From Digital Inclusion to Capital Inclusion
How allWomen.africa and CDEx are Building Africa's First Circular Cooperative Economy for Women
The launch of allWomen.africa by the Zimbabwe Women's Microfinance Bank (ZWMB) marks an important milestone in the evolution of women's economic empowerment in Zimbabwe. While many digital platforms focus on connecting entrepreneurs to markets, allWomen.africa goes a step further by creating the foundations for a new economic ecosystem designed specifically for women-led enterprises.
Supported by UN Women and developed through strategic partnerships involving Co-ops Africa and other stakeholders, the platform demonstrates what is possible when development institutions, financial institutions, government, and cooperative organisations work together towards a common objective: building sustainable economic opportunities for women.
However, the true significance of allWomen.africa lies not only in the digital tools it provides but in how it connects to a much larger vision—one that includes the Co-op Debenture Exchange (CDEx) and the creation of a circular cooperative economy owned and driven by women.

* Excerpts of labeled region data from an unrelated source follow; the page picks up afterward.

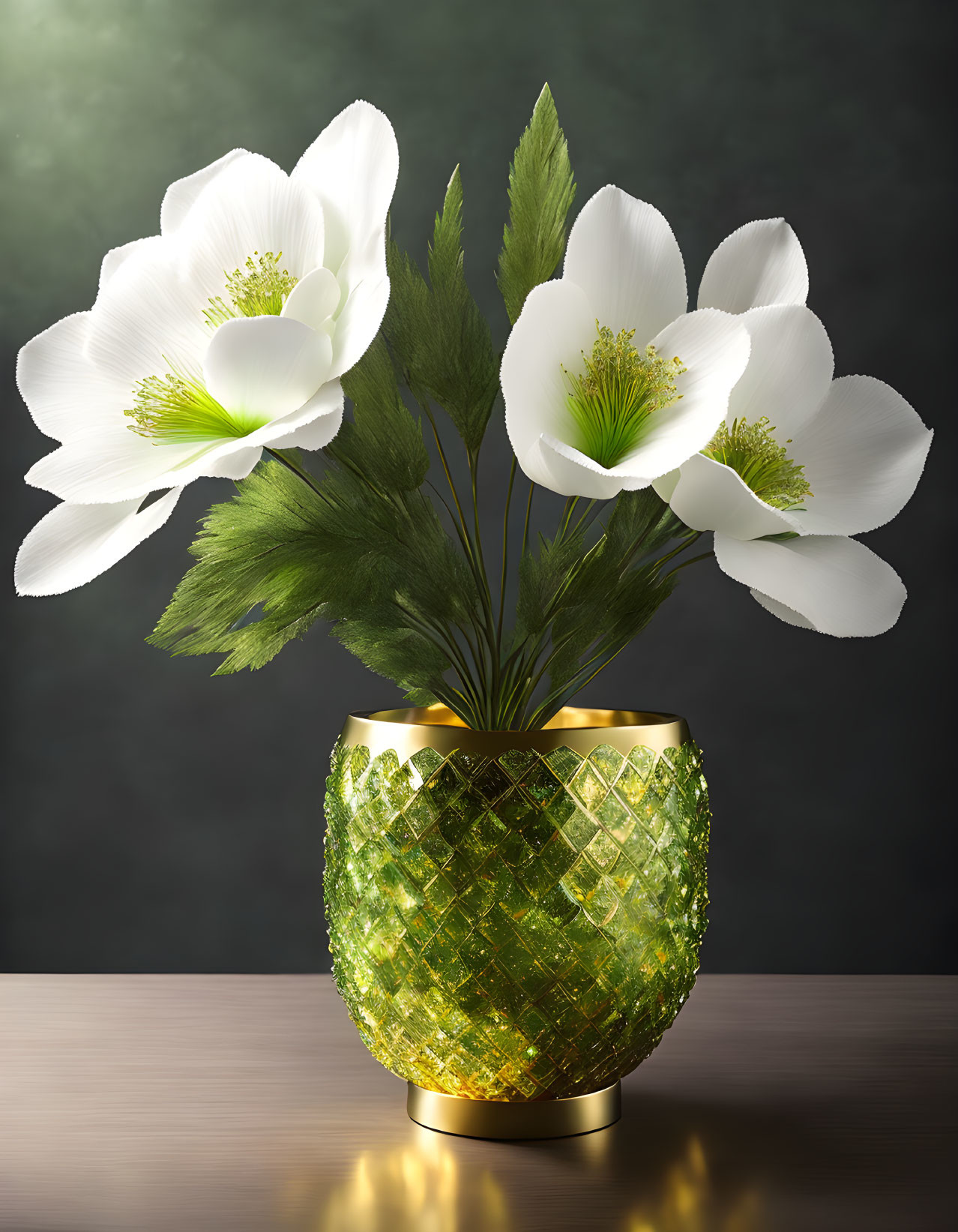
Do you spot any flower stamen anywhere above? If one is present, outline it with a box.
[123,362,270,445]
[203,251,299,329]
[563,322,686,468]
[702,415,813,509]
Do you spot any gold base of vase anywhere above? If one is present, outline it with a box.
[406,1083,622,1138]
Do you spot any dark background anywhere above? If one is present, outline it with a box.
[0,0,956,972]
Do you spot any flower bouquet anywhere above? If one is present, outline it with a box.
[16,88,931,1137]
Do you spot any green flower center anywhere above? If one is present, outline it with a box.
[702,415,813,509]
[203,253,299,329]
[563,322,686,468]
[123,372,270,445]
[123,251,299,445]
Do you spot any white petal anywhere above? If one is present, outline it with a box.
[100,235,163,291]
[660,454,795,538]
[178,154,324,293]
[203,316,333,420]
[563,184,687,346]
[253,381,343,450]
[86,240,209,389]
[25,379,343,505]
[534,433,649,500]
[789,376,933,535]
[25,426,221,505]
[653,468,682,504]
[17,312,129,441]
[292,101,399,272]
[726,304,835,438]
[13,488,182,595]
[268,381,343,450]
[160,149,249,235]
[203,445,262,481]
[715,535,905,637]
[611,308,749,487]
[698,218,808,312]
[330,277,389,377]
[281,266,343,329]
[750,590,815,630]
[500,278,596,488]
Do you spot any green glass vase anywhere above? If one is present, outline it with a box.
[324,707,709,1102]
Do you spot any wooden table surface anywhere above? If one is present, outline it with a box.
[0,976,958,1232]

Beyond Market Access: Building Economic Ownership
Across Africa, women entrepreneurs have consistently demonstrated resilience, innovation, and business acumen. Yet many women-owned enterprises face a common challenge.

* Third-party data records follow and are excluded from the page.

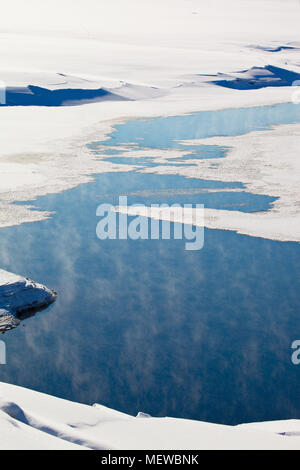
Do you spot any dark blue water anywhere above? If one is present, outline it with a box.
[0,103,300,424]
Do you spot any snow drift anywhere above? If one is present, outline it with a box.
[0,383,300,450]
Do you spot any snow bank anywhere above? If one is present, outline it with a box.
[0,383,300,450]
[0,269,56,332]
[0,0,300,234]
[115,124,300,242]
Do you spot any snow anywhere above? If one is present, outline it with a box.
[0,0,300,449]
[0,383,300,450]
[115,124,300,242]
[0,0,300,239]
[0,269,56,332]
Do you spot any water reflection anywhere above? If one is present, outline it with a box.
[0,174,300,423]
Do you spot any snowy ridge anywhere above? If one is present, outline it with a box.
[0,269,56,332]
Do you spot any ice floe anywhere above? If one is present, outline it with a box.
[0,269,56,333]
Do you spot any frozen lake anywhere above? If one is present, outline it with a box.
[0,104,300,424]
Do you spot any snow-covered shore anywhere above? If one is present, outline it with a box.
[0,0,300,449]
[0,269,56,333]
[0,0,300,236]
[0,383,300,450]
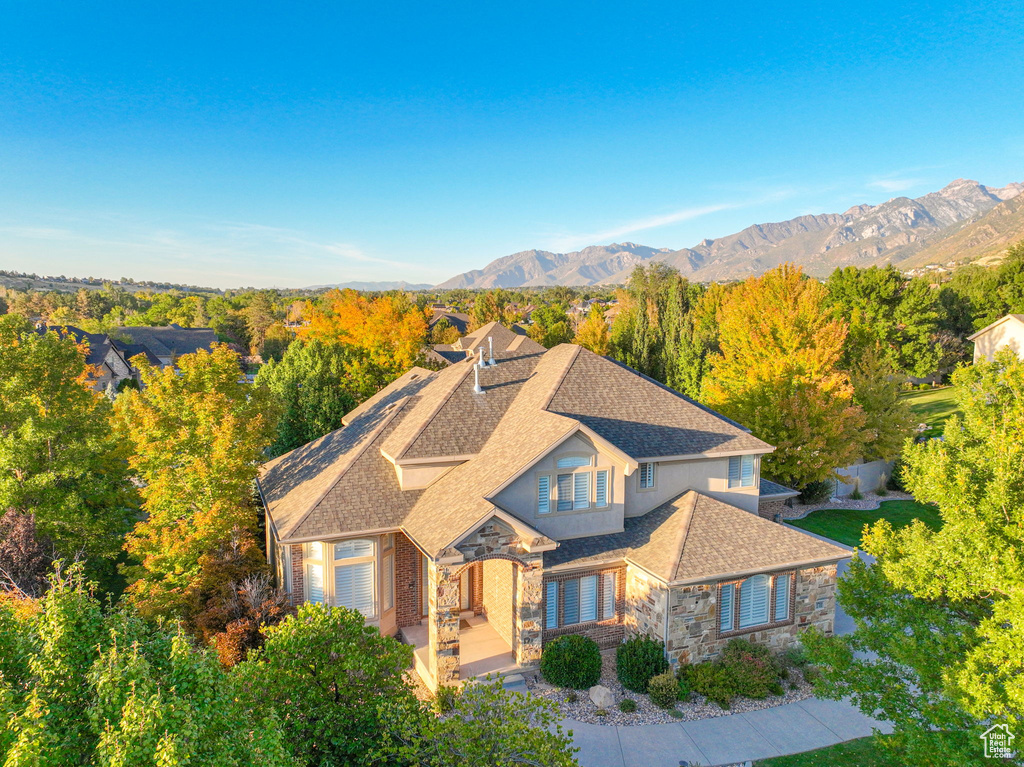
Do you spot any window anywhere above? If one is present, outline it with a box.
[544,572,615,629]
[729,456,754,487]
[544,581,558,629]
[381,554,394,610]
[718,572,795,634]
[333,538,377,617]
[639,463,654,491]
[594,469,608,509]
[537,474,551,514]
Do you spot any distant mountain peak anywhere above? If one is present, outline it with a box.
[437,178,1024,289]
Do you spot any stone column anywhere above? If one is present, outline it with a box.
[515,554,544,666]
[427,561,459,686]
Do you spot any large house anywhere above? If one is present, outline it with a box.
[259,326,849,688]
[967,314,1024,363]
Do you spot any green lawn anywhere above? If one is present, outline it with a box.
[902,386,959,436]
[786,501,942,546]
[754,736,905,767]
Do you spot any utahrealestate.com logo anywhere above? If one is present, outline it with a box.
[980,724,1014,759]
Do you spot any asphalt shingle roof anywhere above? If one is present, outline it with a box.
[544,491,850,583]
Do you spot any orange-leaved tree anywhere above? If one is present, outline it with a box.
[301,290,427,393]
[703,264,864,487]
[115,344,280,615]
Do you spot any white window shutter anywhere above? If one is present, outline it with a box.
[601,572,615,621]
[580,576,597,623]
[306,564,324,602]
[544,581,558,629]
[537,474,551,514]
[572,471,590,509]
[594,471,608,507]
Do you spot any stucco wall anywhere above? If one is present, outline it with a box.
[974,319,1024,363]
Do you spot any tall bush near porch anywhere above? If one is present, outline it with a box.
[703,264,864,487]
[115,345,279,614]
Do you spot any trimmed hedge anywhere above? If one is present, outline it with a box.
[615,637,669,692]
[541,634,601,690]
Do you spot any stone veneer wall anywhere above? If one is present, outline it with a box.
[427,519,544,686]
[758,501,785,522]
[289,544,306,605]
[394,532,423,629]
[659,564,836,666]
[480,559,516,647]
[544,567,627,649]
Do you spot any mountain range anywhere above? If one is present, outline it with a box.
[436,178,1024,289]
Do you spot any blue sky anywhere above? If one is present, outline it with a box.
[0,0,1024,287]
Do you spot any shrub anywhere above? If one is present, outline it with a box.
[800,479,834,504]
[615,637,669,692]
[434,685,459,714]
[719,639,782,698]
[647,671,679,709]
[541,634,601,690]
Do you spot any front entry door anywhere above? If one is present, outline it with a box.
[459,567,473,610]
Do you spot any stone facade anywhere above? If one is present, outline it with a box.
[427,518,544,685]
[659,564,836,666]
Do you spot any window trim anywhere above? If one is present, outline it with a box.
[715,570,800,637]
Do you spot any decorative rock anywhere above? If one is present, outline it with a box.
[589,684,615,709]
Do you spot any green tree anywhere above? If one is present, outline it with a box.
[0,314,137,572]
[527,303,572,349]
[850,347,916,460]
[381,679,579,767]
[232,603,415,767]
[256,339,357,456]
[116,344,280,614]
[703,264,864,487]
[805,351,1024,765]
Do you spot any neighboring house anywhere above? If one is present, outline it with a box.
[427,323,545,365]
[259,326,849,688]
[36,324,155,391]
[115,324,217,368]
[967,314,1024,363]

They can access customers.
They can access training.
They can sometimes access loans.
But they often struggle to access growth capital.
This is where the partnership between allWomen.africa and CDEx becomes transformative. The allWomen platform enables women entrepreneurs, MSMEs, savings groups, producer groups, and cooperatives to connect, trade, network, and transact digitally. At the same time, CDEx provides the capital market infrastructure required to mobilise investment into productive women-led cooperative enterprises. Together, these platforms address both sides of economic development: Access to markets. Access to capital. This combination creates the conditions necessary for sustainable business growth and wealth creation.
The Emergence of a Circular Cooperative Economy
Historically, many economic systems have extracted value from communities and transferred it elsewhere. The vision behind allWomen.africa and CDEx is fundamentally different. The objective is to create a circular cooperative economy in which women produce, trade, save, invest, borrow, and build wealth within interconnected cooperative networks. In this model: Women-owned businesses sell through allWomen.africa. Women save and transact through ZWMB. Women-led cooperatives raise capital through CDEx. Investors support cooperative enterprises through cooperative debentures. Returns generated by productive enterprises are reinvested into new women-led ventures. The result is an economic ecosystem where capital continuously circulates within communities rather than flowing away from them. This approach strengthens local enterprise development, promotes economic resilience, and accelerates wealth creation among women and their communities.
Why Institutional Support Matters
The launch of allWomen.africa attracted support from UN Women, government stakeholders, financial institutions, parliamentarians, and cooperative development partners. Such support is important because transformational economic change cannot be achieved by a single institution acting alone. UN Women has consistently championed initiatives that expand women's participation in the digital economy and improve access to economic opportunities. Across Zimbabwe and the wider region, partnerships involving UN Women continue to focus on digital inclusion, entrepreneurship, and women's economic empowerment. The support demonstrated during the launch reflects growing recognition that women are not simply beneficiaries of economic development programmes—they are drivers of economic growth. By supporting platforms such as allWomen.africa, institutions are investing in systems that allow women to participate fully in production, commerce, investment, and wealth creation.
From Entrepreneurs to Investors
One of the most exciting opportunities emerging from the allWomen-CDEx ecosystem is the potential to transform women from entrepreneurs into investors. Traditional financial systems often limit women to the role of borrowers. The cooperative capital market model expands that role. Through CDEx, women-led cooperatives can become issuers of investment instruments. Women can also become investors in cooperative enterprises that create jobs, generate income, and produce social impact. This represents a significant shift in economic empowerment. It is no longer only about providing access to finance. It is about providing access to ownership.
Building the Future of Women's Economic Empowerment
The future of economic empowerment will not be defined solely by access to loans or grants. It will be defined by access to digital platforms, access to markets, access to investment opportunities, and access to ownership of productive assets. The launch of allWomen.africa represents a critical step in this journey. Through its connection with CDEx and the broader cooperative movement, the platform is helping to build an ecosystem where women can trade, save, invest, and grow together. The support of institutions such as UN Women, ZWMB, Co-ops Africa, government agencies, and development partners demonstrates that this vision is gaining momentum.
As more women-led cooperatives join the ecosystem, Zimbabwe has the opportunity to become a continental leader in cooperative finance, digital inclusion, and women's economic empowerment.
The future is not simply digital.
The future is cooperative.
And through allWomen.africa and CDEx, that future is already being built.